Humans start quickly dying at something around 32F and 180F.

They do? 32F is 0C, it very routinely gets below freezing in many inhabited parts of the world, including the US, and people get along just fine with some precautions. Likewise with 100F (not sure what 180F has to do with it). So yeah, 0F and 100F are around the extremes of what humans regularly experience. (though it does, of course, get hotter and colder in some places).

[–] Pok@lemmy.world 1 points 1 year ago (1 children)

Well if you're going to bring precautions into it, we may as well say the upper and lower bounds should include things like 'feels hot even with air conditioning on' or 'survivable with a heated jacket and boots'.

[–] Krauerking@lemy.lol 2 points 1 year ago

Sure, that's a great scale if the goal of it is "What should I wear for the climate" and could be fully functional to that purpose with hundreds of degrees of the scale.

What we base scales on are entirely arbitrary and meant to be there for a purpose. If that purpose is clothing than it's succeeding at it's job.

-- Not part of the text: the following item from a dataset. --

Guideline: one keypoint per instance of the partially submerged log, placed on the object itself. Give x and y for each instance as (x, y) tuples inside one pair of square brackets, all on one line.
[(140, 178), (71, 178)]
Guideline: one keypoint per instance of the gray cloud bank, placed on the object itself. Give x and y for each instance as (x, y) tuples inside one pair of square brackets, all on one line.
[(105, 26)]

The Fahrenheit scale is just based on a person saying that's what they felt like was absolutely cold and what was hot based on personal feelings and marking thermometers which ones on the market often didn't even match each other. It was for the people as an emotional barometer to the temp. Celsius is definitely a scientist one which picked a standard but why water? They could have picked so many elements or compounds but had to specify what ocean's water because they aren't all equal. It's all arbitrary. Dance in the nonsense.